COUNTERPOINT

Citizens United needs no clarification

In his Jan. 21 commentary "Citizens United: Four years (and billions of dollars) later," Jeremy Schroeder of Common Cause Minnesota proposes a constitutional amendment that would "clarify that constitutional rights apply to real people, not special interests, and that money is not speech." He is wrong to do so.

The problem with Citizens United, if there is one, is neither that it extends First Amendment rights to corporate and other entities nor that, under current law, it permits donors to a cause to remain anonymous. We've recognized a First Amendment right of free speech in such entities for decades, though commercial speech has been deemed the most susceptible to government regulation.

Speech is only one facet of the First Amendment. Another is the right of free association, in this case, the right to associate with others of a like mind in order to press for political change. (Ironically, Common Cause is itself a nonprofit corporation devoted to precisely this concept.) The form in which we gather to voice our concerns is and should be irrelevant to our right to do so.

Schroeder also is wrong when he says that "money is not speech." One might as well limit the use of paper, pen and contemporary media in disseminating one's point of view as limit the amount of money that may be spent in that pursuit. The effect is the same.

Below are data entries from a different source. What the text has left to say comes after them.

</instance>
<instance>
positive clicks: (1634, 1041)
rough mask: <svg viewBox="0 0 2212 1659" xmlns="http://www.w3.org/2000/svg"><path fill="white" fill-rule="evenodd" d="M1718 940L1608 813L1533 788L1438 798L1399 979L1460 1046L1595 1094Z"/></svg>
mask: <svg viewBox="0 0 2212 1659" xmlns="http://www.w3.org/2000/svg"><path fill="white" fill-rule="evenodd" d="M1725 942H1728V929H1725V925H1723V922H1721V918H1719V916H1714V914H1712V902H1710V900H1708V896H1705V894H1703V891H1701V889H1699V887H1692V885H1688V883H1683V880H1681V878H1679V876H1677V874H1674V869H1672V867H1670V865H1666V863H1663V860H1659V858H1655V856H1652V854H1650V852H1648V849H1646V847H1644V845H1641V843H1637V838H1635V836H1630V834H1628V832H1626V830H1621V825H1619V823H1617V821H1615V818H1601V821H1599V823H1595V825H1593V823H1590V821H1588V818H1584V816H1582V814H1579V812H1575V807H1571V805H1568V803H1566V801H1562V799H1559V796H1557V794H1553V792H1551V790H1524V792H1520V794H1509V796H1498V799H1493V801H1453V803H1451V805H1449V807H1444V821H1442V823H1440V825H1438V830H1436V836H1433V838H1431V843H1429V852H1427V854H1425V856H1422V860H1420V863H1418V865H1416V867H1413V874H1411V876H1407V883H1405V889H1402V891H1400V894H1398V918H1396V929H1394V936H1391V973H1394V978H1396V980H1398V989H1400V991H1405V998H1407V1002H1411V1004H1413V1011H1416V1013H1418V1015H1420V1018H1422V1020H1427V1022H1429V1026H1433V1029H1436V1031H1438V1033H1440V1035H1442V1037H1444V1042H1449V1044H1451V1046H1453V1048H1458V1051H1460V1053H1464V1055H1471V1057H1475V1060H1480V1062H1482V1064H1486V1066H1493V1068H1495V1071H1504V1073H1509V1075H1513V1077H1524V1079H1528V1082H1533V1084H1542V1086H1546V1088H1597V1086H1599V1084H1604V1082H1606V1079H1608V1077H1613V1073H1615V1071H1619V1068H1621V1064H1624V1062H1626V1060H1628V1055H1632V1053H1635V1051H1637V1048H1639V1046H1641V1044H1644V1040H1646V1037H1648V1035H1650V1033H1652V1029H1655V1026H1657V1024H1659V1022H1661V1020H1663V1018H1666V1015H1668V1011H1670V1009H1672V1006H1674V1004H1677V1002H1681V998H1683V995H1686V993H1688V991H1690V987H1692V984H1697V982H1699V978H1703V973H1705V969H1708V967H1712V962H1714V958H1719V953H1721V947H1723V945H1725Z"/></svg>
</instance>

If there is a problem with Citizens United, it is in the anonymity it permits under current law. But is that a problem? Does Common Cause wish to disclose its donors and the amounts they have contributed each year to the public at large? Most likely not. In fact, we have a long tradition of anonymous political discourse in the United States. Schroeder might do well to remember that Thomas Paine published "Common Sense" anonymously 228 years ago this month. The law is not intended to be the tool of either side in a political debate. The Constitution, above all, should be immune from such use.